Kitzingen, wo seine Mutter sich mit seinem Vater verabredet hatte, war nur 25 Kilometer entfernt, und doch schien es aussichtslos, es in dieser Nacht noch zu erreichen. Trotzdem kam sie dort an, weckte die Kinder und trug die Weinenden in das dem Bahnhof gegenüberliegende Gasthaus. Fremde Menschen halfen ihr. Der Wirt, selbst verängstigt, führte sie in einen stockdunklen Raum mit zwei Betten und geschlossenen Vorhängen. Er verbot ihr, Licht zu machen. Seine Mutter hatte eine Taschenlampe bei sich, mit der sie kurz auf den Boden leuchtete, um sich zu orientieren. Dieser kurze Lichtstrahl, der das Zimmer erhellte, blieb unerklärlicherweise in seiner Erinnerung haften.
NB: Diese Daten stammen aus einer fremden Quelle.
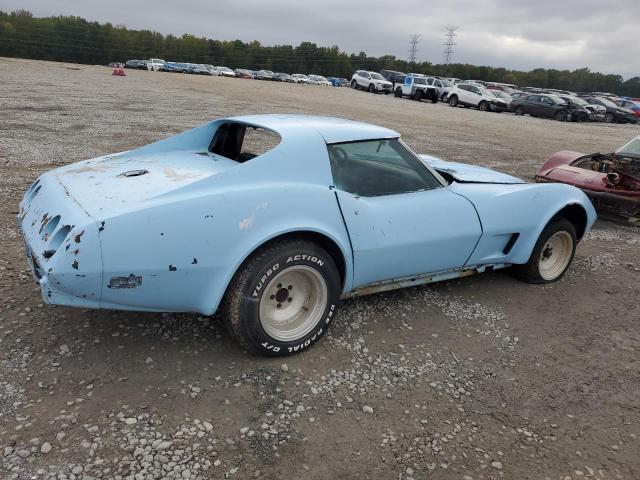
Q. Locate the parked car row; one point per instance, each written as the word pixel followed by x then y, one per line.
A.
pixel 159 65
pixel 498 97
pixel 501 97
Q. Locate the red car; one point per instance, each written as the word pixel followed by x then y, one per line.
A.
pixel 609 178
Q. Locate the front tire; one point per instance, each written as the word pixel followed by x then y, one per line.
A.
pixel 283 298
pixel 552 254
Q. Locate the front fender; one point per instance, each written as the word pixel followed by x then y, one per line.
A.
pixel 523 209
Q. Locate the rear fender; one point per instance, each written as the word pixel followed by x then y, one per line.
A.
pixel 564 157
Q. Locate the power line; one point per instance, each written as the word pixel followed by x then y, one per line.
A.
pixel 449 42
pixel 413 46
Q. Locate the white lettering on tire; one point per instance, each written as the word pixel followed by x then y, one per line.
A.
pixel 297 258
pixel 265 277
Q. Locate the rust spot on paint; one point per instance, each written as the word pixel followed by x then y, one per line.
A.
pixel 43 222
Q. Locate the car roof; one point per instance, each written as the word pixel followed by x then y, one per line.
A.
pixel 332 129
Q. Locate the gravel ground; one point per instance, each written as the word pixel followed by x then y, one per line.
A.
pixel 482 378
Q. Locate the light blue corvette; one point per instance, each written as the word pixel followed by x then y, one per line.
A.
pixel 271 219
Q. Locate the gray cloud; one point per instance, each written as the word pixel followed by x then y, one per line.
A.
pixel 519 34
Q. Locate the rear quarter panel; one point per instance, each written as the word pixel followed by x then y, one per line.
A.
pixel 187 244
pixel 525 209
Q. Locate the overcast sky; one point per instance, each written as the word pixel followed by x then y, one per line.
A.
pixel 602 35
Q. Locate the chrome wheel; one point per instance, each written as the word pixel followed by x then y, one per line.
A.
pixel 555 256
pixel 293 303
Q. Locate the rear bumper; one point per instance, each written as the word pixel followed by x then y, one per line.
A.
pixel 630 201
pixel 62 245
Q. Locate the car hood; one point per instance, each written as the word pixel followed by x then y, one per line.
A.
pixel 466 173
pixel 105 185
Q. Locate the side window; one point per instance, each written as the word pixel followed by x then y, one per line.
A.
pixel 378 167
pixel 240 142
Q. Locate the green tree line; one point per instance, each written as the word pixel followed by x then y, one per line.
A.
pixel 74 39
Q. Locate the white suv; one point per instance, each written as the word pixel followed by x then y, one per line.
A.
pixel 154 64
pixel 318 80
pixel 475 95
pixel 300 78
pixel 225 72
pixel 370 81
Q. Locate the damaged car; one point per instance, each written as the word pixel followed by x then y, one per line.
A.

Er sieht die Stahlrohrbetten, den geblümten Überzug, die runde Nachttischlampe, bevor die Dunkelheit wieder alles verschwinden lässt. Seine Mutter legte ihre Kinder auf die Betten, wo sie in tiefen Schlaf versanken, aus dem sie ein Donnern, wie sie es noch nie gehört hatten, aufschreckte. Sie weinten vor Entsetzen und wurden von ihrer Mutter aufgehoben und unter die Betten gelegt, ehe sie selbst schluchzend zu ihnen gekrochen kam. Eines ihrer Kinder fragte sie nach dem furchtbaren Getöse, sie antwortete, es sei ein Gewitter. Und weshalb sie unter den Betten lägen? Und weshalb sie weinte? »Du hast versucht, mich zu trösten, als ich dir gestand, dass ich mich fürchtete«, schrieb sie in ihrem Brief. »Du hast mir erschrocken über die Wangen gestreichelt«, fuhr sie fort, »und mich angefleht, nicht traurig zu sein.« Als er das las, sah er das verzerrte Gesicht seiner Mutter wieder vor sich und spürte ihre Tränen und ihre Umarmungen. Er schwor sich, nie mit jemandem darüber zu sprechen, denn er wusste, dass es ein Geheimnis war, das nur sie beide betraf.
Als das Donnern und Dröhnen endlich aufhörte, krochen sie unter dem Bett hervor.
Im Gestöber des stickigen, feinen Staubes – Verputz rieselt von der Decke – umarmt und küsst mich meine Mutter, ich sehe uns beide, sie und mich, hustend in einem gelben Licht. Auf dem Gang und vor dem Haus sind eilige Schritte zu hören. Ich habe meine Brüder vergessen. (Ginge es nach meinem Gedächtnis, wären sie nicht anwesend.)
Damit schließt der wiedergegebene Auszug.